Il depositum fidei non è per nulla in mano al popolo di Dio! Non è il popolo di Dio che può variarlo secondo la sua percezione! Siamo impazziti?

Tutti gli uomini senza eccezione, sono i destinatari della verità che deve salvarli. Ma solo alcuni individui isolati sono scelti tra gli uomini per essere i titolari di una funzione gerarchica e i depositari di questa verità, poiché è solo ad essi che è stata affidata in deposito con il compito di conservarla, e solo essi sono gli intermediari stabiliti da Dio per comunicare in suo nome la verità salutare.

Il sensus fidei equivale al consenso unanime e infallibile della credenza. Ma si tratta proprio del consenso della Chiesa discente. Questo deriva dall’infallibilità della Chiesa docente, che è la sua causa propria. Essendo la Chiesa una e santa nella fede, la credenza dei fedeli è indefettibilmente e solidarmente docile, nel tempo e nello spazio, all’insegnamento della gerarchia magisteriale.

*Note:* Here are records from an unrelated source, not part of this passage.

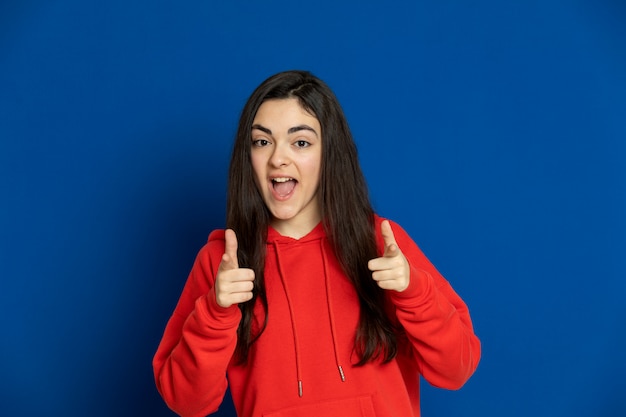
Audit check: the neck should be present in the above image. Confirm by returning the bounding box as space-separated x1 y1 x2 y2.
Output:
270 218 321 239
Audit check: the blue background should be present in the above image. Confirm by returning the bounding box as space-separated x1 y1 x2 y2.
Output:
0 0 626 417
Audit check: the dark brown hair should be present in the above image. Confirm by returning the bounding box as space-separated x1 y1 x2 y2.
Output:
226 71 397 365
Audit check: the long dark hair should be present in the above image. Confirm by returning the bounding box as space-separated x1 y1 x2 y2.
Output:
226 71 397 365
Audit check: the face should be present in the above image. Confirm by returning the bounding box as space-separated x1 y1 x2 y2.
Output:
251 99 322 234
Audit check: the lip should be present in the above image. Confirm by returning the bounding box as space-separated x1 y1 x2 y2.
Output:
268 175 299 201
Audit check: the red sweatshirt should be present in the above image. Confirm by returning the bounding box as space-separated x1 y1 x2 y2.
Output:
153 217 480 417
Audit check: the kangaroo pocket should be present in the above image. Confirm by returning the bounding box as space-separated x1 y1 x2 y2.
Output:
263 396 376 417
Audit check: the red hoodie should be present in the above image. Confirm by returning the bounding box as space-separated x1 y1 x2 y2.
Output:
153 217 480 417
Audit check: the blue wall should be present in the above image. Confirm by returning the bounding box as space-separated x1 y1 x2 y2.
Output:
0 0 626 417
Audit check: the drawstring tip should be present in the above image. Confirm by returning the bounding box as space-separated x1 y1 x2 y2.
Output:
337 365 346 382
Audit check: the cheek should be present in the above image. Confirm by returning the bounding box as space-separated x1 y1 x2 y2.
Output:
250 153 265 181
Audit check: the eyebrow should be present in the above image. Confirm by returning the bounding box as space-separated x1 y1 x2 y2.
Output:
252 124 317 136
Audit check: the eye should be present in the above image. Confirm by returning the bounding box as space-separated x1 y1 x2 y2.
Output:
252 139 270 148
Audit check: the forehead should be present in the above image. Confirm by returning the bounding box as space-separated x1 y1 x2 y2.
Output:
253 98 321 131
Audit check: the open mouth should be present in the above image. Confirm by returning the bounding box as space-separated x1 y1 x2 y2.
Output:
272 177 298 198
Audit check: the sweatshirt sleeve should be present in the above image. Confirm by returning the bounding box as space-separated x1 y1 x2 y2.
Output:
377 219 481 389
153 234 241 417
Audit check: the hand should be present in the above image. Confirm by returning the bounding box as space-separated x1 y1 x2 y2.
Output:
367 220 410 292
215 229 254 308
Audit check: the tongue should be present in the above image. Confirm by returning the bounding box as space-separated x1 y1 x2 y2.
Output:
274 180 296 197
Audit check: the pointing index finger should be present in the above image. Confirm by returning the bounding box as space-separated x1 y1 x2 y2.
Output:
380 220 399 256
220 229 239 269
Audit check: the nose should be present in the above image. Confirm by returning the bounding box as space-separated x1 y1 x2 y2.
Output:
269 144 289 168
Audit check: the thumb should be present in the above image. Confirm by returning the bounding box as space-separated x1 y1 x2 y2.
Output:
380 220 400 258
220 229 239 270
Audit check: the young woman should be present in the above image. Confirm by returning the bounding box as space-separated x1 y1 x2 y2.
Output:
153 71 480 417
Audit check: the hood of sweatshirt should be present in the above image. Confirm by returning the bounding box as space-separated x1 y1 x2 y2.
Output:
266 222 346 397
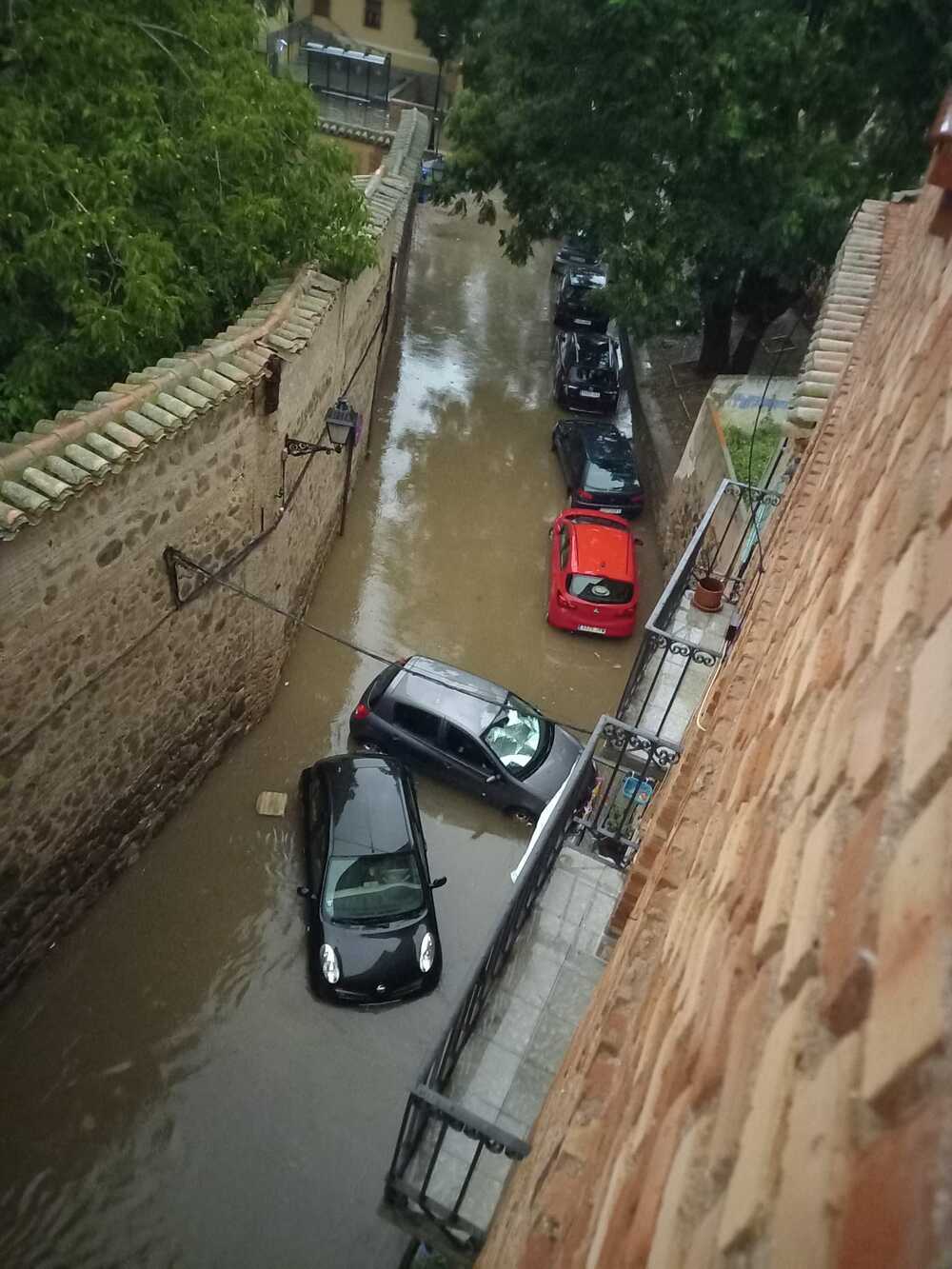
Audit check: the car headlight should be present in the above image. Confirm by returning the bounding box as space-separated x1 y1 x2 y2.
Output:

La professione di fede indefettibile della Chiesa discente rappresenta un luogo teologico, poiché è essa sola che manifesta bene delle verità proposte infallibilmente dalla predicazione orale del magistero ordinario universale. Ma questo genere di criterio resta il semplice segno dell’infallibilità dell’insegnamento, e non la sua causa. Farne una causa significa riprendere per sé l’errore condannato dal concilio Vaticano I: «questo primato [di giurisdizione] non è stato conferito immediatamente e direttamente allo stesso beato Pietro, ma alla sua Chiesa e, per mezzo di questa, a lui come suo ministro» [Concilio Vaticano I, costituzione Pastor æternus, cap. 1, DS 3054]. Questo implica anche che una proposizione del magistero sarebbe infallibile solo nella misura in cui sarebbe accettata (anche antecedentemente) dal Popolo, il che contraddice formalmente la definizione enunciata infallibilmente dallo stesso concilio Vaticano I: «queste definizioni del vescovo di Roma sono irreformabili per se stesse, e non in virtù del consenso della Chiesa» [Concilio Vaticano I, costituzione Pastor æternus, cap. 4, DS 3074].

Ma forse la Pastor æternus non è più nella percezione della fede di don Goccini …

San Michele Arcangelo, difendici nella battaglia!